A commission, board, committee or other body established by, or a person appointed by, the Governor or the Government of the State or a Minister of the Crown to advise on, inquire into or investigate any matter. (Schedule 1, State Records Act 2000)
I believe that the WA Local Government Association should be supporting the intent of this legislation because by making a record of a commitment or decision made by an elected member that affects the operations of the council it is ensuring accountability and openness, two of the objectives listed in the Association’s discussion paper Establishing A Regulated Code Of Conduct For Elected Members and Committee Members. www.walga.asn.au/policy/governance).

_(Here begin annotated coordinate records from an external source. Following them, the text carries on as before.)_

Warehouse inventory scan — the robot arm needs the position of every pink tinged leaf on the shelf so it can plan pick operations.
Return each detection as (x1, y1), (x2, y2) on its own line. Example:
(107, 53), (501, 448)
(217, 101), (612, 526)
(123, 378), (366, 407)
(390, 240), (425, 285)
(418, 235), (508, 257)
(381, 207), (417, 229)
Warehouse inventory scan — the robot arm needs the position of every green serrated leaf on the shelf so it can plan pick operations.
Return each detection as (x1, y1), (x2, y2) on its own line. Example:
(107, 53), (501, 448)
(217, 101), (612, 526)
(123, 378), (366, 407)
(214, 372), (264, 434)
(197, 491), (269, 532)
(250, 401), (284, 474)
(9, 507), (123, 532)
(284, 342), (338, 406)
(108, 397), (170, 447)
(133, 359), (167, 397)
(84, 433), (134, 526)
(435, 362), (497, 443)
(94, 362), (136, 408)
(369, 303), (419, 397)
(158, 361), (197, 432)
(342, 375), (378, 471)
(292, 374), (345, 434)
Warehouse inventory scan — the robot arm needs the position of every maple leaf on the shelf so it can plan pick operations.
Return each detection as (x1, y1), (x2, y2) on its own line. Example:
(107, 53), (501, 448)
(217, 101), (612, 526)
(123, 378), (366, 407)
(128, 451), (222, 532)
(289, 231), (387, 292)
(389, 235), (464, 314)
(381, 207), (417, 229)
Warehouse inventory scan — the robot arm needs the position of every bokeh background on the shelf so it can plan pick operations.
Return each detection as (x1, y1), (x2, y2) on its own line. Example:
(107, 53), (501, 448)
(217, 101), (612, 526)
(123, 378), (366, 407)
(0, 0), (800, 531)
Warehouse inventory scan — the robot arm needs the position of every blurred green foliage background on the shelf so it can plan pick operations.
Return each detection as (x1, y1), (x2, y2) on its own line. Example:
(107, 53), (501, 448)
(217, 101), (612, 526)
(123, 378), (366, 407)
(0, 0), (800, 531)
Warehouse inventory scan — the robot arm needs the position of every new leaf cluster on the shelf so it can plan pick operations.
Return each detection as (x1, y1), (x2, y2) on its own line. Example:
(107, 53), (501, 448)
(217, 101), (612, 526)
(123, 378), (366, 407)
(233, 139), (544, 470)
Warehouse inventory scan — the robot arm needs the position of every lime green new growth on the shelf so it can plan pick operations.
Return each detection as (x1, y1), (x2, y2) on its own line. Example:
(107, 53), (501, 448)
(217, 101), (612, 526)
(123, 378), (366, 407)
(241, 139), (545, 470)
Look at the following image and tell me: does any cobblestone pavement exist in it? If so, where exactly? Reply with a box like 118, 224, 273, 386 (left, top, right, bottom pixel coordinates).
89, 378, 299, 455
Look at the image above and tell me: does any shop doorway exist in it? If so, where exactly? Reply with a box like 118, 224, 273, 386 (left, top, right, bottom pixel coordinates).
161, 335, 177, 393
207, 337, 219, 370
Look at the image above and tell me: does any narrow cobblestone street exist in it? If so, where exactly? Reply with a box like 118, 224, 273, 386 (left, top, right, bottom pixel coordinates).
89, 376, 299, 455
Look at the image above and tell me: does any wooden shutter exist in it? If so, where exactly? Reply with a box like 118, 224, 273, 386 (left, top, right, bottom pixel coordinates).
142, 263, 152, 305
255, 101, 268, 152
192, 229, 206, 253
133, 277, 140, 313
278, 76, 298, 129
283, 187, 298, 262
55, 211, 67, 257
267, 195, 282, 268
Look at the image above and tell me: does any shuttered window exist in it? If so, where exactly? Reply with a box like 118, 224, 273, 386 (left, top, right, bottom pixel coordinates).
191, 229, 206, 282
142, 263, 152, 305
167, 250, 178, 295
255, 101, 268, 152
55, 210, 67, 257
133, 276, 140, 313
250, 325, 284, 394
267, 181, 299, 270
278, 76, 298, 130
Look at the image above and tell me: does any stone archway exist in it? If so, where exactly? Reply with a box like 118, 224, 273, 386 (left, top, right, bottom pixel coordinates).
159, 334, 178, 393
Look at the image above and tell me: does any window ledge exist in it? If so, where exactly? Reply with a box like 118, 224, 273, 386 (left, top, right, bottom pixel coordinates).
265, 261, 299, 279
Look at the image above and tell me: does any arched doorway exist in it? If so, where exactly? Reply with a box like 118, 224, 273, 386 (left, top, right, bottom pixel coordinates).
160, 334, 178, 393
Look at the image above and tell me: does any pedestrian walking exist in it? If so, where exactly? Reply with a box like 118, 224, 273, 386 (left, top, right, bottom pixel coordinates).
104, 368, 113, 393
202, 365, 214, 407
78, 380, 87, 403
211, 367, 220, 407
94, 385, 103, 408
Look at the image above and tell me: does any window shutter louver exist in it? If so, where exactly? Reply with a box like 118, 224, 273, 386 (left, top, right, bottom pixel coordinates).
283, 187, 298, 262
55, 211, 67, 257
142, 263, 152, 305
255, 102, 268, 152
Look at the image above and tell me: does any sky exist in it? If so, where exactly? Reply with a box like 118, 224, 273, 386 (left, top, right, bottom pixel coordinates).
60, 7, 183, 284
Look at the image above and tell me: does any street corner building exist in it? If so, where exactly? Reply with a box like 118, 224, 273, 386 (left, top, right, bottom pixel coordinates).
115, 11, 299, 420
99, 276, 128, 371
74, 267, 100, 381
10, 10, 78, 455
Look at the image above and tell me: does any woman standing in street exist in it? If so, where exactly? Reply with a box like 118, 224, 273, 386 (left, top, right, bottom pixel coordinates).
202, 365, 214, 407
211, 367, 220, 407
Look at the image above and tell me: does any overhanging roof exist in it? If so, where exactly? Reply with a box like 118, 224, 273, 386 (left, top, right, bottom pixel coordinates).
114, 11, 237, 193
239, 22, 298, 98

This legislation, whilst onerous in terms of having to implement standard practices in record keeping and establish a plan for the implementation and continuing management of the standard practices, is only really regulating the requirements of the Local Government Act 1995. The Local Government Act requires that the CEO has a duty to ensure that Accounts and Records are kept and up to date and ready for inspection (Local Government Act 1995, 6.5). I believe that all members of a community have a right to expect government and public companies to be open and accountable and this cannot be achieved without efficient and effective record keeping systems. Isn’t it a pity that legislation has to be enacted to enforce people to do what seems so obvious to others Record your actions and decisions so that they can be seen by all that they affect.
Post March 7th 2004
It is my understanding that the Record Keeping Plans are supposed to provide an accurate reflection of the record-keeping programme currently in place within an organisation. My question is this how will the State Records Office be able to verify the claims being made by the agencies? Or has an unfair burden been placed on the State Records Office in this regard?
As this is an ongoing process, with RKP’s having to be evaluated every five years will the State Records Office again be faced with a mad rush to submit revisions or submissions? Where is the support for this organisation who faces what seems to be almost an uphill battle to ensure accountability within our government agencies.
And in addition to this seemingly unfair burden, will the State Records Office be responsible for the collection of the fines from those agencies that have failed to submit a Record Keeping Plan? Will the SRO be able to keep the monies collected in order to further the work of the Records Industry within WA or will the government claim it?
Strange but true – The South Australian SHOP TRADING HOURS ACT 1977, states that shop traders must have a license to sell motor spirits and lubricants after regular trading hours (s.17), and contravention of this can result in a $10,000 fine.